In a parallel trend testing approach, @Thomas Bilach has an intuitive way to perform by assessing coefficients leads. Intuitively speaking, the specification is
$y_{it} = \alpha_i + \lambda_t + \sum_{\tau = 1}^{q}\theta_{+\tau} d_{i,t+\tau} + \delta D_{it} + u_{it},$
where the model includes unit fixed effects, time fixed effects, a series of lead indicators $d_{it}$, and the contemporaneous policy variable $D_{it}$. The leads should be standardized in a way that $d_{i,t+1}$ is equal to 1 if a treated jurisdiction is 1 year before adoption, 0 otherwise. Similarly, $d_{i,t+2}$ is equal to 1 if a treated jurisdictions is 2 years before adoption, 0 otherwise. The equation generalizes to any number of $q$ leads. The choice of how many leads to include is for you to decide. The estimates of the $\theta_{\tau}$'s should be indistinguishable from 0, which some evaluators investigate using a joint null test. The goal is to assess the "collective significance" of the lead coefficients.

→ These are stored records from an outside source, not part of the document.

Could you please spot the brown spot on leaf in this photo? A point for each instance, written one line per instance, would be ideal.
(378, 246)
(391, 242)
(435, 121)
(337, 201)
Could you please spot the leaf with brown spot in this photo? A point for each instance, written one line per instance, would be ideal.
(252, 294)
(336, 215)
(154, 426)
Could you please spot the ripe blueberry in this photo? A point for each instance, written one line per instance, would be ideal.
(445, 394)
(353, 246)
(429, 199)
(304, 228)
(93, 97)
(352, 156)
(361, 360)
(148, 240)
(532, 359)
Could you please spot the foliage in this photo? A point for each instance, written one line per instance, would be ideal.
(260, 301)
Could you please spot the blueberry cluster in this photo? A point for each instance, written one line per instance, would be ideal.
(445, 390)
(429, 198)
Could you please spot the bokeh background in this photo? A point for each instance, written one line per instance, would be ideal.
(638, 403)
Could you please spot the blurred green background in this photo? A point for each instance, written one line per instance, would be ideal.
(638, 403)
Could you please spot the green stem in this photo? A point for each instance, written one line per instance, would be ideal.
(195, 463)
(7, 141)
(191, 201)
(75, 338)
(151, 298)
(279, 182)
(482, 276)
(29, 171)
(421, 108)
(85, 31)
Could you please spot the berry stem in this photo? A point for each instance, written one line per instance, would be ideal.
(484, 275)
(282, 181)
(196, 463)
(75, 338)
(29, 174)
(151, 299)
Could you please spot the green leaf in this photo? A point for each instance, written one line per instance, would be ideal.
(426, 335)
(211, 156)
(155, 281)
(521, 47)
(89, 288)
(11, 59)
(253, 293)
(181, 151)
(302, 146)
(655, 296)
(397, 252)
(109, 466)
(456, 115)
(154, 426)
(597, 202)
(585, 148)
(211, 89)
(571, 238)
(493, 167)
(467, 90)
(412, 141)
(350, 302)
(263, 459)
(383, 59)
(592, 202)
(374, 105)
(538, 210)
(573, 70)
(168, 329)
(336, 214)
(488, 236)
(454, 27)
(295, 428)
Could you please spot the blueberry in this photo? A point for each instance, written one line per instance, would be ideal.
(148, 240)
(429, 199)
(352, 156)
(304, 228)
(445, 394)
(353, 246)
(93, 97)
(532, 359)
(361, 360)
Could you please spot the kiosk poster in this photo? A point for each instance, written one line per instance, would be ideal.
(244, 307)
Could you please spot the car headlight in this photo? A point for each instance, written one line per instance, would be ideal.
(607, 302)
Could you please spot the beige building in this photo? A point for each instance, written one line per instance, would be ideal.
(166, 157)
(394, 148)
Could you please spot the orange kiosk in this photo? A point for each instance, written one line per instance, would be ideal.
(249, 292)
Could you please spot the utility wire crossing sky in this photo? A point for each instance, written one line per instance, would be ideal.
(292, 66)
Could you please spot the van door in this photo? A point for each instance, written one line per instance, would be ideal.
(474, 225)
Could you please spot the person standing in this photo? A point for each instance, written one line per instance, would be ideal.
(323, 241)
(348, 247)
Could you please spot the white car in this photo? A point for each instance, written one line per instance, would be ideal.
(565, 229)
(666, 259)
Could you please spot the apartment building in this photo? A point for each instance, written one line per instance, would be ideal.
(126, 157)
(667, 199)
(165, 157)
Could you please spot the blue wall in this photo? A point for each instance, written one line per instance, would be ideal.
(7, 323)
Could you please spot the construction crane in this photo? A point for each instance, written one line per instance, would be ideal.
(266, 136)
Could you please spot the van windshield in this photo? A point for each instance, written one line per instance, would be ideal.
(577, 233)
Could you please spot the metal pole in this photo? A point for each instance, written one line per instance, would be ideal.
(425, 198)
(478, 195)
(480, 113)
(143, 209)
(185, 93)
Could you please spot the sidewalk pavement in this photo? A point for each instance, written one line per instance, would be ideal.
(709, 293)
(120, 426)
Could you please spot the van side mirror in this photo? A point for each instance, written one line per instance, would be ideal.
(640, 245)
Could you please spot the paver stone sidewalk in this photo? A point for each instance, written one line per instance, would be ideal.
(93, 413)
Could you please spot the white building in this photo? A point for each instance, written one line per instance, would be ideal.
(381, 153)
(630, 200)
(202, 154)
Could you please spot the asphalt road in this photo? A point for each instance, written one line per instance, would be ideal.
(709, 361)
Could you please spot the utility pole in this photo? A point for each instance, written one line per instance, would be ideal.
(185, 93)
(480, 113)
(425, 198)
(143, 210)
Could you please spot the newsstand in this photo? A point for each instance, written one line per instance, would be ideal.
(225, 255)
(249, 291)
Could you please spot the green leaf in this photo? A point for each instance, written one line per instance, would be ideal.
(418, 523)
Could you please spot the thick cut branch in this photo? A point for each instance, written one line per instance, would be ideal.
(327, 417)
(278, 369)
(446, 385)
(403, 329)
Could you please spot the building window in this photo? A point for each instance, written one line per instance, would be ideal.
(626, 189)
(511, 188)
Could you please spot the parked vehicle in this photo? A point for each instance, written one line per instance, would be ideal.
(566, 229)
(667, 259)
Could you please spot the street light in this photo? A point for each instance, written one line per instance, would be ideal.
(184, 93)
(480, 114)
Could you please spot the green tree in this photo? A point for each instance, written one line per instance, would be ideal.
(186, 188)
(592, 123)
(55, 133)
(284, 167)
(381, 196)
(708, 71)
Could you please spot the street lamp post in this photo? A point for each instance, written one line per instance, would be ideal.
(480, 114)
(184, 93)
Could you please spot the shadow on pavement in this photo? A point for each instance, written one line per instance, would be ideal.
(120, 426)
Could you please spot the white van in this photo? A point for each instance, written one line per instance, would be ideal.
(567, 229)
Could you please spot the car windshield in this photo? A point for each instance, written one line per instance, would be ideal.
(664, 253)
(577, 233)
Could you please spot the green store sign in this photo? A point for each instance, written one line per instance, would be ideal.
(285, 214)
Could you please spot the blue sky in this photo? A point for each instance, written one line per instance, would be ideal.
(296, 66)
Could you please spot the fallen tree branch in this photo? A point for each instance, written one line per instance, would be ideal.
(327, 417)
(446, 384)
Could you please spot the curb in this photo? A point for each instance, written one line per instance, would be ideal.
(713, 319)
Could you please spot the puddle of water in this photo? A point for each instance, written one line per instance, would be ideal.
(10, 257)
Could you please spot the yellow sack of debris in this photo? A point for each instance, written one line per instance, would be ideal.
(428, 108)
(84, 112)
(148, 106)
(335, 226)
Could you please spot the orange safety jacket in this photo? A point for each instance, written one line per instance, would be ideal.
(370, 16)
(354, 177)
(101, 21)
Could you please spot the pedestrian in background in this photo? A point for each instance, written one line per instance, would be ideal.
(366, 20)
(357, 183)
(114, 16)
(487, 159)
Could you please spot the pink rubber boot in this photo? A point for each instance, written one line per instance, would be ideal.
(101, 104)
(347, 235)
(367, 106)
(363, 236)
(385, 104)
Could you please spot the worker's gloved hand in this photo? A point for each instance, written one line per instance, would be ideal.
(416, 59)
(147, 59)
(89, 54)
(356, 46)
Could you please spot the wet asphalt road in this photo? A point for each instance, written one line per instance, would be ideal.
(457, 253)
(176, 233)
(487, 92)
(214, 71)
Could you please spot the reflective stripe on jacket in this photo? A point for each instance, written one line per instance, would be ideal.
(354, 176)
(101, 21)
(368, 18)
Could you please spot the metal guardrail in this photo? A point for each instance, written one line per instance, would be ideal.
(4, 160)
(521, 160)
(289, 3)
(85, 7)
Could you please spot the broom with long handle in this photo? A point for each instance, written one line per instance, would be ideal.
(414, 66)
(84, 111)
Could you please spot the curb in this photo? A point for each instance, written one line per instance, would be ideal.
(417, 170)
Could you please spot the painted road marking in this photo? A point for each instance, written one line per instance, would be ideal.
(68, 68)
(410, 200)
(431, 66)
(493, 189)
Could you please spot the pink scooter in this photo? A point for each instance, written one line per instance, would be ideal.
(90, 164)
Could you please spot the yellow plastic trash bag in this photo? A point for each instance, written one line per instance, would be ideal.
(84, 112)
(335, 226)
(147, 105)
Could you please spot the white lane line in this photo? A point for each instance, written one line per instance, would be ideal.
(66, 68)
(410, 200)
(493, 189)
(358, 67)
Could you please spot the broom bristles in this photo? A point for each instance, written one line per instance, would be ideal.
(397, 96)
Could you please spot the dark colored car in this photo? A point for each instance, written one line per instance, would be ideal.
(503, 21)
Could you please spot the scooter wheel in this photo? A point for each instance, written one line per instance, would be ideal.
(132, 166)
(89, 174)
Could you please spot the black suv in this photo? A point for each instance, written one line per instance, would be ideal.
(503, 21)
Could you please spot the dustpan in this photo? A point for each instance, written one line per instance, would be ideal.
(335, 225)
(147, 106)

It makes sense to me. However, I have not yet fully understood what does $d_{i,t}$ mean. I am quite confused because from the explanation above, "$d_{i,t+1}$ is equal to 1 if a treated jurisdiction is 1 year before adoption, 0 otherwise" means that at 1 year before adoption, all observations got the value of $d_{i,t+1}$ equalling to 1, so what do we really test here?